Themenstarteram 20. Januar 2010 um 12:40

Zitat:

Kurzarbeit für 2000 Audi-Beschäftigte

Erschienen am 20. Januar 2010 | apn, dpa, t-online.de

Rückschlag für den erfolgsverwöhnten Autobauer aus Ingolstadt:

Audi hält in der Zeit vom 15. bis zum 20. Februar die Montage-Bänder des Modells A3 an.

Ein Sprecher des Herstellers bestätigte einen entsprechenden Bericht des "Donaukuriers".

Ein Großteil der etwa 5400 Beschäftigten, die mit der A3-Montage zu tun haben, werde Zeitkonten oder Resturlaub abbauen, sagte der Sprecher.

Für rund 2000 Betroffene laufe die Maßnahme jedoch auf Kurzarbeit hinaus, berichtet die Zeitung.

Audi begründete die Produktionspause mit dem Wegfall der Abwrackprämie.

Diese sorgte im vergangenen Jahr für einen Boom bei kleineren Neuwagen.
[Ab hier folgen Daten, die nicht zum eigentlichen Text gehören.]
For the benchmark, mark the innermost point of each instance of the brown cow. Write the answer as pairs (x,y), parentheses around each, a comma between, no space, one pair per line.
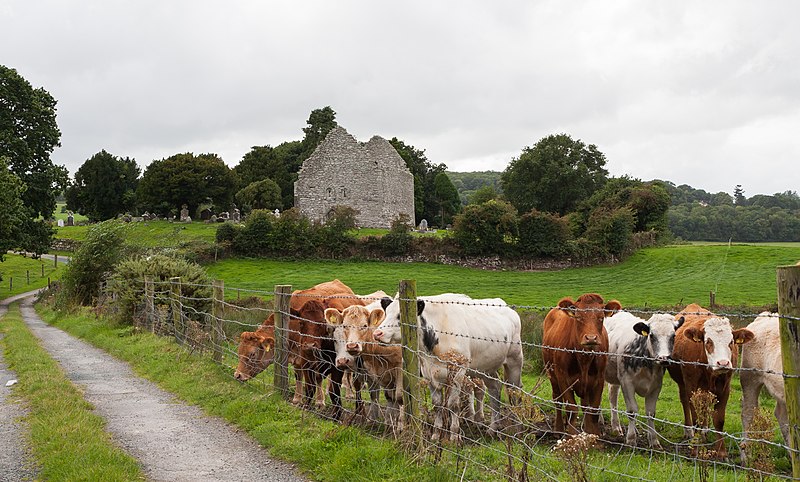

"Es liegt aber auch am so genannten Produktlebenszyklus", so Pressesprecherin Antje Bauer gegenüber dem "Donaurier".

Die aktuelle Generation des A3 ist schon seit mehreren Jahren auf dem Markt und soll vermutlich erst 2011 abgelöst werden.

Sonderschichten für den A4 und den A5

Andere Mitarbeiter im Audi-Werk sind von Kurzarbeit nicht betroffen.

Für die Modelle A4 und A5 werden wegen der großen Nachfrage derzeit sogar Sonderschichten gefahren.

 

Audi machte in den letzten Jahren durch ständig steigende Absatzzahlen Furore.

Im Gegensatz zu manch anderem Premiumhersteller hat sich der Autobauer in der Automobilkrise wacker geschlagen.

Mit neuen Modellen will Audi in den kommenden Jahren sogar die Konkurrenten BMW und Daimler überholen.

quelle: t-online

 

tja wird zeit für ein nachfolgermodell ;-)

und schön, dass audi auch mal merkt, dass man sich auch um die a3 kundschaft kümmern sollte...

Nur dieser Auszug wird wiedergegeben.